MMPs also modify molecules that interact with cytokines and their receptors. For example, decorin, a ubiquitous proteoglycan, forms a complex with TGF-beta and may function as a reservoir of TGF-beta within the extracellular milieu. MMP-2, MMP-3, and MMP-7 can cleave decorin, releasing TGF-beta from the complex.14
No strong pattern has emerged as a cytokine primary peptide sequence cleaved by MMPs. The amino acid sequence 'Glu-Leu-Arg' (ELR), however, identified by a phage display system, is a common denominator of peptide substrates for MMP-7.15 This is a sequence close to the transmembrane domain of FasL and may represent a potential MMP-7 cleavage site.11 The 'ELR' motif is also conserved within the subclass of CXC chemokines. Further investigation is necessary to determine the specificity of MMPs in modulation of cytokines and their receptors.
- Parks, W.C. and R.P. Mecham (Eds): Matrix metalloproteinases. San Diego: Academic Press; 1998.
- Nagase, H. and J.F. Woessner, Jr. (1999) J. Biol. Chem. 274:21491.
- Ito, A. et al. (1996) J. Biol. Chem. 271:14657.
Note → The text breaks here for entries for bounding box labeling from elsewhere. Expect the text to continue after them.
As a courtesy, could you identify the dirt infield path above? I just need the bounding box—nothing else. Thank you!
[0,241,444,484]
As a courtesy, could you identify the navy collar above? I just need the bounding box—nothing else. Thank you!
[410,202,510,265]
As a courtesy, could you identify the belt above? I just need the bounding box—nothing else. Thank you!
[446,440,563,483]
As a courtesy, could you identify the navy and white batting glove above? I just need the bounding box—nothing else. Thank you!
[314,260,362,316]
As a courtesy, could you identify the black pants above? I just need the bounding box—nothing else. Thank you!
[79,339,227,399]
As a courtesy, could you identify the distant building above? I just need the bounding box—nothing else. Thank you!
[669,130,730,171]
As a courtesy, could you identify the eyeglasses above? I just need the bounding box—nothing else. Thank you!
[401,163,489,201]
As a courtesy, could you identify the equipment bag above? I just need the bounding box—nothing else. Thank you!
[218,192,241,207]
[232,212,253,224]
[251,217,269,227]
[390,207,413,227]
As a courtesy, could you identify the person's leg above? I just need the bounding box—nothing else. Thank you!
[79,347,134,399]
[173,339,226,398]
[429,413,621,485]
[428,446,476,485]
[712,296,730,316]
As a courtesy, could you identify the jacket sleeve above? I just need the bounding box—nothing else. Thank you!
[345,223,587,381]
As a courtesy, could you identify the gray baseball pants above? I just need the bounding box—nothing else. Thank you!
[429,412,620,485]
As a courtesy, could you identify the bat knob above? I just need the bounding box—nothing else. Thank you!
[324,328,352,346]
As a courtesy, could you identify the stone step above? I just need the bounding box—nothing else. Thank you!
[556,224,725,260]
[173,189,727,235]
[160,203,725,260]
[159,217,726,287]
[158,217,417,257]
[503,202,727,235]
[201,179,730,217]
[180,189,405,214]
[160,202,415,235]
- Schonbeck, U. et al. (1998) J. Immunol. 161: 3340.
- Rajah, R. et al. (1999) Am. J. Cell Mol. Biol. 20:199.
- Fowlkes, J.L. et al. (1994) Endocrinology 135:2810.
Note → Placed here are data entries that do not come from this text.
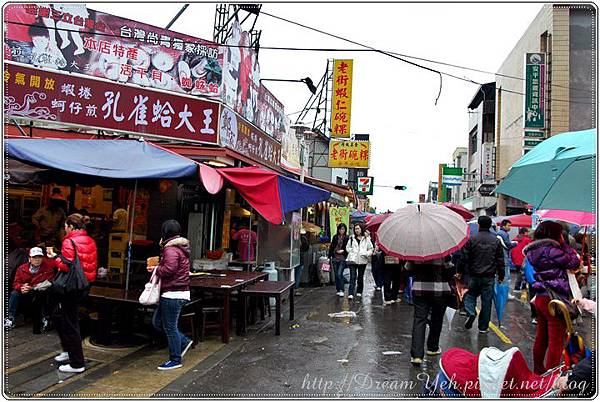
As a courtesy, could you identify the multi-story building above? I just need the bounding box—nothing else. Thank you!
[495,4,597,214]
[464,82,496,215]
[450,147,469,204]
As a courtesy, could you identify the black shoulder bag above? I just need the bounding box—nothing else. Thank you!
[52,240,89,296]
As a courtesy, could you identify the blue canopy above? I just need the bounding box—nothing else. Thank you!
[5,139,198,179]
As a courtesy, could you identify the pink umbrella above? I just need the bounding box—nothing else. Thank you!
[442,202,475,220]
[538,209,596,226]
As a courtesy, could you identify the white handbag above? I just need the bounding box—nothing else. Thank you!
[140,268,160,306]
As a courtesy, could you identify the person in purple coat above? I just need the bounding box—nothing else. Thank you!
[523,221,580,374]
[148,219,192,370]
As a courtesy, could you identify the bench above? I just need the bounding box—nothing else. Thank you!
[240,281,294,335]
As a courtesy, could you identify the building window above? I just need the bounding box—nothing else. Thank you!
[469,126,477,155]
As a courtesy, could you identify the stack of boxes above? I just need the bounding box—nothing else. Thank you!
[108,233,129,283]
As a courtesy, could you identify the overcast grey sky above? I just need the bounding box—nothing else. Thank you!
[88,3,543,211]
- Manes, S. et al. (1999) J. Biol. Chem. 274:6935.
- Mira, E. et al. (1999) Endocrinology 140:1657.
- Yu, Q. and I. Stamenkovic (2000) Genes Dev. 14:163.
- Haro, H. et al. (2000) J. Clin. Invest. 105:143.
- Powell, C.P. et al. (1999) Curr. Biol. 9:1441.
- Suzuki, M. et al. (1997) J. Biol. Chem. 272:31730.
- Levi, E. et al. (1996) Proc. Natl. Acad. Sci. USA 93:7069.
- Imai, K. et al. (1997) Biochem. J. 322:809.
- Smith, M.M. et al. (1995) J. Biol. Chem. 270:6440.